Mais Young-jin Choi, lui aussi sous la pression des ambassadeurs français et américain, est allé au-delà de son mandat : il a pris en compte la proclamation de résultats provisoires douteuse faite par le président de la Commission électorale indépendante, a fait ses propres calculs, et a donné le nom de celui qui avait, selon lui, remporté le scrutin.

En agissant ainsi, Young-jin Choi, et avec lui les Nations unies, s’est substitué aux institutions ivoiriennes, pourtant existantes et opérantes, ce qui ne s’était encore jamais vu nulle part ailleurs

Il s’est érigé en Conseil constitutionnel « bis » pour désigner Alassane Ouattara comme vainqueur et annuler la décision d’un organe constitutionnel, dont les arrêts ne sont pourtant susceptibles d’aucun recours en vertu de l’article 98 de la Constitution.

Dans les couloirs de l’ONU, à New York ou à Abidjan, ceux soutenant la position de Young-jin Choi expliquaient que, même s’il y avait eu des fraudes importantes, Alassane Ouattara devait de toutes les façons sortir vainqueur du scrutin, parce que c’était une question de « mathématique » : l’alliance du RDR, parti d’Alassane Ouattara, avec le PDCI, parti d’Henri Konan Bédié, était plus forte en voix que la LMP, la coalition qui soutenait Laurent Gbagbo, disaient-ils.

Mais ce raisonnement « mathématique » omettait de prendre en compte plusieurs inconnues : le taux d’abstention et le nombre de voix des partisans d’Henri Konan Bédié qui se reporteraient effectivement sur Alassane Ouattara.

Le rôle que l’ONU a joué dans la validation et la reconnaissance de la « victoire » d’Alassane Ouattara a conduit l’organisation dans une impasse : en se prononçant en faveur d’un candidat, elle a perdu sa légitimité pour jouer un rôle de médiateur dans la crise.
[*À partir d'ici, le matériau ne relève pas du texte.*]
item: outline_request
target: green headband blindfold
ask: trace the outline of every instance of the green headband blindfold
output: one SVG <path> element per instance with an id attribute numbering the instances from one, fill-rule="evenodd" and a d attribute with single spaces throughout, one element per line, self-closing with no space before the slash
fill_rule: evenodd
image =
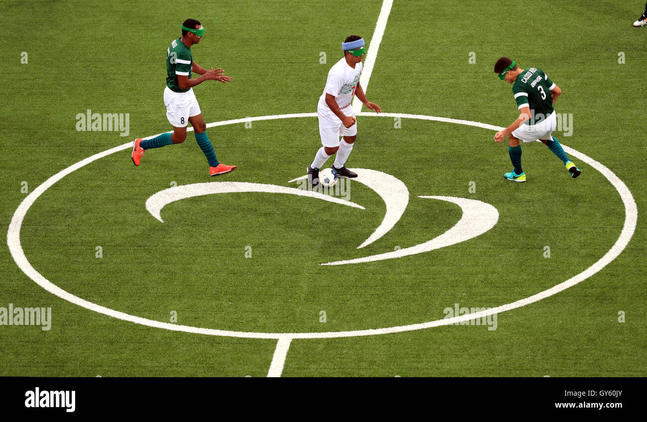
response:
<path id="1" fill-rule="evenodd" d="M 199 37 L 201 37 L 203 36 L 203 34 L 204 33 L 204 27 L 203 27 L 202 28 L 201 28 L 201 29 L 192 29 L 191 28 L 187 28 L 184 25 L 182 25 L 182 28 L 183 30 L 184 30 L 185 31 L 188 31 L 189 32 L 191 32 L 192 34 L 195 34 L 195 35 L 198 36 Z"/>
<path id="2" fill-rule="evenodd" d="M 348 52 L 351 53 L 355 57 L 360 57 L 362 54 L 366 54 L 366 49 L 364 47 L 360 47 L 358 49 L 355 49 L 355 50 L 346 50 Z"/>
<path id="3" fill-rule="evenodd" d="M 503 80 L 503 78 L 505 78 L 505 72 L 507 72 L 508 71 L 512 70 L 513 67 L 514 67 L 514 61 L 512 61 L 511 63 L 510 63 L 509 66 L 508 66 L 507 67 L 506 67 L 505 69 L 504 69 L 503 70 L 503 71 L 501 71 L 501 72 L 499 74 L 499 79 L 500 79 L 501 80 Z"/>

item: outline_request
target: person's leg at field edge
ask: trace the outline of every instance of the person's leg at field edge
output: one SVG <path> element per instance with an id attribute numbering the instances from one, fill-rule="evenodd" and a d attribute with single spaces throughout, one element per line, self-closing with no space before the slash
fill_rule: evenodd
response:
<path id="1" fill-rule="evenodd" d="M 186 139 L 186 127 L 173 127 L 172 133 L 162 133 L 152 139 L 135 139 L 133 144 L 133 162 L 138 166 L 142 161 L 142 157 L 147 150 L 160 148 L 167 145 L 181 144 Z"/>
<path id="2" fill-rule="evenodd" d="M 571 177 L 575 179 L 582 172 L 578 168 L 573 161 L 568 157 L 566 153 L 564 152 L 564 148 L 562 148 L 562 144 L 560 144 L 560 141 L 557 140 L 557 138 L 551 136 L 550 139 L 540 139 L 544 145 L 548 147 L 548 148 L 553 151 L 553 153 L 557 156 L 557 158 L 562 160 L 562 162 L 564 163 L 564 166 L 568 172 L 571 173 Z"/>
<path id="3" fill-rule="evenodd" d="M 195 135 L 195 140 L 198 143 L 198 146 L 202 150 L 209 162 L 210 173 L 214 176 L 218 174 L 228 173 L 236 169 L 236 166 L 227 166 L 221 164 L 215 158 L 215 152 L 214 147 L 209 140 L 209 137 L 206 135 L 206 124 L 203 118 L 202 114 L 196 115 L 189 117 L 189 123 L 193 127 L 193 135 Z M 185 133 L 186 135 L 186 133 Z"/>

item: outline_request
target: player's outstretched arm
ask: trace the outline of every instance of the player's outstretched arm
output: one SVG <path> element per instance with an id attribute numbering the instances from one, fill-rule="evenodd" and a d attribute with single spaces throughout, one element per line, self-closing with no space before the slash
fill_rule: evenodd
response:
<path id="1" fill-rule="evenodd" d="M 560 89 L 558 86 L 556 85 L 555 87 L 551 90 L 551 96 L 553 97 L 553 104 L 554 104 L 554 102 L 557 101 L 557 98 L 560 95 L 562 95 L 562 90 Z"/>
<path id="2" fill-rule="evenodd" d="M 357 87 L 355 88 L 355 94 L 360 99 L 360 101 L 367 107 L 376 113 L 382 113 L 382 109 L 380 108 L 379 106 L 366 99 L 366 96 L 364 93 L 364 89 L 362 89 L 362 85 L 359 84 L 359 82 L 357 83 Z"/>
<path id="3" fill-rule="evenodd" d="M 503 140 L 505 139 L 505 137 L 512 133 L 512 131 L 516 130 L 519 128 L 519 126 L 525 123 L 529 118 L 530 107 L 524 107 L 521 109 L 521 114 L 519 115 L 519 117 L 518 117 L 511 125 L 500 132 L 497 132 L 494 134 L 494 140 L 498 142 L 503 142 Z"/>
<path id="4" fill-rule="evenodd" d="M 339 118 L 339 120 L 342 120 L 342 123 L 345 127 L 350 128 L 355 124 L 356 120 L 354 117 L 344 114 L 344 112 L 339 108 L 339 104 L 337 104 L 334 95 L 326 93 L 325 104 L 328 104 L 331 111 L 334 113 L 334 115 Z"/>
<path id="5" fill-rule="evenodd" d="M 204 74 L 198 78 L 190 79 L 188 76 L 179 74 L 177 75 L 177 84 L 180 86 L 181 89 L 188 89 L 206 80 L 219 80 L 226 83 L 228 81 L 232 80 L 232 78 L 230 76 L 225 76 L 223 74 L 224 72 L 225 71 L 221 69 L 214 69 L 212 67 L 210 70 L 206 71 Z"/>
<path id="6" fill-rule="evenodd" d="M 206 69 L 195 61 L 191 65 L 191 70 L 193 71 L 193 73 L 197 73 L 198 74 L 204 74 L 206 73 Z"/>

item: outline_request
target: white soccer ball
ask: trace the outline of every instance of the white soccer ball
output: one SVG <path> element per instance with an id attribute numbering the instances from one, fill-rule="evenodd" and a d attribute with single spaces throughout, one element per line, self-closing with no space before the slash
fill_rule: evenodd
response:
<path id="1" fill-rule="evenodd" d="M 319 172 L 319 183 L 324 188 L 334 186 L 337 183 L 337 172 L 332 168 L 325 168 Z"/>

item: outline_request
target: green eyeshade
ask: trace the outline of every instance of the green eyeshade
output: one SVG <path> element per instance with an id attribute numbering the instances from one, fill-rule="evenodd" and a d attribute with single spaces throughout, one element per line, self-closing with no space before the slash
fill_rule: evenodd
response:
<path id="1" fill-rule="evenodd" d="M 184 25 L 182 25 L 182 28 L 184 29 L 185 31 L 188 31 L 192 34 L 195 34 L 199 37 L 201 37 L 203 36 L 203 34 L 204 33 L 204 27 L 203 27 L 200 29 L 192 29 L 191 28 L 187 28 Z"/>
<path id="2" fill-rule="evenodd" d="M 366 54 L 366 49 L 363 47 L 359 49 L 355 49 L 355 50 L 346 50 L 346 51 L 351 53 L 355 57 L 360 57 L 362 54 Z"/>
<path id="3" fill-rule="evenodd" d="M 501 80 L 503 80 L 503 78 L 505 78 L 505 72 L 507 72 L 508 71 L 512 70 L 513 67 L 514 67 L 514 61 L 512 61 L 511 63 L 510 63 L 509 66 L 508 66 L 507 67 L 506 67 L 505 69 L 504 69 L 501 72 L 501 73 L 499 74 L 499 79 L 500 79 Z"/>

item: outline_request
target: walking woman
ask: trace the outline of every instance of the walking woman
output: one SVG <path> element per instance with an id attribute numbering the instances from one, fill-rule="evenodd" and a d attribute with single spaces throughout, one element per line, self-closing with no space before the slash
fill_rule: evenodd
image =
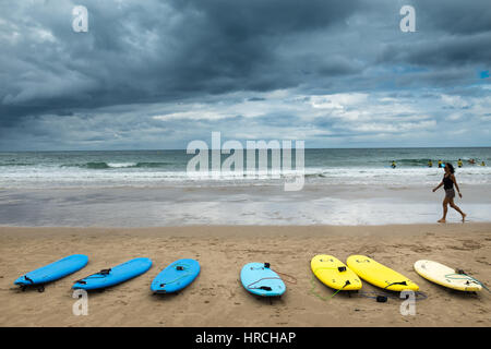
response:
<path id="1" fill-rule="evenodd" d="M 446 163 L 443 168 L 445 170 L 445 174 L 443 174 L 443 180 L 436 188 L 433 188 L 433 193 L 442 185 L 443 189 L 445 190 L 445 198 L 443 200 L 443 217 L 442 219 L 439 220 L 439 222 L 445 222 L 446 212 L 448 210 L 448 204 L 451 205 L 452 208 L 454 208 L 462 215 L 462 221 L 464 221 L 467 215 L 463 213 L 460 208 L 458 208 L 458 206 L 455 205 L 454 203 L 455 197 L 454 184 L 455 188 L 457 189 L 458 196 L 460 196 L 462 198 L 460 189 L 458 189 L 458 184 L 454 176 L 455 169 L 452 166 L 452 164 L 448 163 Z"/>

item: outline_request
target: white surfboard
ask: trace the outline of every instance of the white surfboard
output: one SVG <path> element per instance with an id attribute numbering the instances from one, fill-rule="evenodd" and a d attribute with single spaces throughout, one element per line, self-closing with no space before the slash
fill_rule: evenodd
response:
<path id="1" fill-rule="evenodd" d="M 415 263 L 415 270 L 423 278 L 454 290 L 476 292 L 482 289 L 482 286 L 470 276 L 457 274 L 455 269 L 438 262 L 418 261 Z"/>

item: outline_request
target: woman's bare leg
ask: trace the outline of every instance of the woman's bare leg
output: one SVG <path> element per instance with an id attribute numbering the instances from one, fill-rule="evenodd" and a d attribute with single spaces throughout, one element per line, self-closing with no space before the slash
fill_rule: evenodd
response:
<path id="1" fill-rule="evenodd" d="M 457 205 L 455 205 L 454 198 L 450 200 L 450 205 L 452 208 L 454 208 L 456 212 L 458 212 L 462 215 L 462 221 L 464 221 L 466 219 L 467 215 L 465 213 L 463 213 Z"/>
<path id="2" fill-rule="evenodd" d="M 446 213 L 448 212 L 448 198 L 443 200 L 443 217 L 439 220 L 439 222 L 445 222 L 446 221 Z"/>

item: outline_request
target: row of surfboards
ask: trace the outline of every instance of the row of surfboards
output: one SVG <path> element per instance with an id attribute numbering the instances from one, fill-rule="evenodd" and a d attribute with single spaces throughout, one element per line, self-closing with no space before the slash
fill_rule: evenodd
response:
<path id="1" fill-rule="evenodd" d="M 88 263 L 83 254 L 73 254 L 57 262 L 26 273 L 14 284 L 26 287 L 39 287 L 75 273 Z M 72 286 L 73 289 L 105 289 L 146 273 L 152 266 L 149 258 L 134 258 L 112 268 L 92 274 Z M 460 291 L 480 291 L 481 282 L 441 263 L 421 260 L 414 265 L 415 270 L 423 278 L 444 287 Z M 359 290 L 362 281 L 390 291 L 418 291 L 419 286 L 404 275 L 366 256 L 351 255 L 346 265 L 332 255 L 316 255 L 311 261 L 312 273 L 324 285 L 345 291 Z M 172 293 L 190 285 L 200 274 L 200 263 L 195 260 L 179 260 L 164 268 L 152 281 L 154 293 Z M 278 297 L 286 291 L 285 282 L 268 263 L 248 263 L 240 272 L 242 286 L 251 293 L 262 297 Z"/>

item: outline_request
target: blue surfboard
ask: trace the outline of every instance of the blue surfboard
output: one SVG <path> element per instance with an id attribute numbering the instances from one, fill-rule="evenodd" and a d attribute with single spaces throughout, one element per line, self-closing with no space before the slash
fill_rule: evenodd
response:
<path id="1" fill-rule="evenodd" d="M 75 273 L 86 266 L 87 263 L 88 257 L 86 255 L 72 254 L 21 276 L 14 284 L 23 287 L 44 285 Z"/>
<path id="2" fill-rule="evenodd" d="M 161 270 L 153 280 L 154 293 L 172 293 L 190 285 L 200 274 L 200 263 L 194 260 L 179 260 Z"/>
<path id="3" fill-rule="evenodd" d="M 267 263 L 248 263 L 240 272 L 242 286 L 251 293 L 262 297 L 278 297 L 285 293 L 282 278 Z"/>
<path id="4" fill-rule="evenodd" d="M 142 275 L 152 266 L 149 258 L 134 258 L 110 269 L 89 275 L 76 280 L 73 289 L 95 290 L 124 282 L 133 277 Z"/>

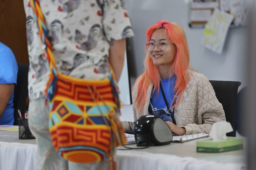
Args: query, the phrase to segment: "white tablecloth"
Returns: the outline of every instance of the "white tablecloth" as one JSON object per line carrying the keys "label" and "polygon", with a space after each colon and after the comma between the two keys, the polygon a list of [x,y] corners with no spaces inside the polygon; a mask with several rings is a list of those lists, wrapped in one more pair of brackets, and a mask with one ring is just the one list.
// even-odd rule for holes
{"label": "white tablecloth", "polygon": [[0,142],[0,170],[36,169],[36,145]]}
{"label": "white tablecloth", "polygon": [[[34,144],[0,142],[0,170],[35,169],[36,150]],[[122,170],[236,170],[242,169],[243,165],[131,151],[117,150],[116,161],[118,169]]]}

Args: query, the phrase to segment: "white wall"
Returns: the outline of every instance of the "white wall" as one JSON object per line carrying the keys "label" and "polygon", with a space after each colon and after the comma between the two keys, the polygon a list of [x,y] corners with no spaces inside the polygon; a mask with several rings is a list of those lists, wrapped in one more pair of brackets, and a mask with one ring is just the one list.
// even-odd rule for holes
{"label": "white wall", "polygon": [[246,43],[245,28],[230,28],[221,55],[205,48],[201,44],[203,28],[188,26],[188,0],[125,0],[135,36],[133,45],[136,72],[143,71],[145,56],[143,45],[149,26],[161,19],[176,22],[186,33],[190,65],[210,80],[237,81],[245,84],[245,65]]}
{"label": "white wall", "polygon": [[124,62],[123,68],[122,73],[119,81],[118,86],[120,91],[119,97],[123,104],[125,105],[130,105],[131,99],[130,91],[129,87],[129,77],[128,75],[128,68],[127,66],[127,59],[126,51],[124,52]]}

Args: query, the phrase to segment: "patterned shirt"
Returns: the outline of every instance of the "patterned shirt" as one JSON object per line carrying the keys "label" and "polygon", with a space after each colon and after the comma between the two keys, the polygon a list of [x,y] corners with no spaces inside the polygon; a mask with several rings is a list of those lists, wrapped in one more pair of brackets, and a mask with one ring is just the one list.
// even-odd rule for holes
{"label": "patterned shirt", "polygon": [[[29,59],[29,98],[43,96],[49,64],[43,55],[29,0],[23,0]],[[40,0],[60,72],[89,79],[108,78],[110,42],[133,36],[123,0]]]}

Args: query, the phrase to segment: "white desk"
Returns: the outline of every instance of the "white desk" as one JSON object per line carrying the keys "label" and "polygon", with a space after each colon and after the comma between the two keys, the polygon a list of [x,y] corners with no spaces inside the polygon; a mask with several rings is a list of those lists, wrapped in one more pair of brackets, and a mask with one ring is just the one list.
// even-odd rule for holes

En abandonnant sa neutralité, elle s’est condamnée, pour ne pas se dédire, à « travailler activement pour l’installation de Ouattara en tant que président du pays et l’élimination de Gbagbo », a souligné Thabo Mbeki.

Preuve que ce système de certification utilisé en Côte d’Ivoire a été un fiasco, même si cela n’a pas été reconnu officiellement : le Conseil de sécurité des Nations unies ne veut plus en entendre parler. L’expérience ne sera pas renouvelée.

Au bout du compte, les erreurs et fautes commises par les uns et les autres ont abouti début décembre 2010 à une situation de crise inédite, dont les conséquences, graves, sont encore observables aujourd’hui.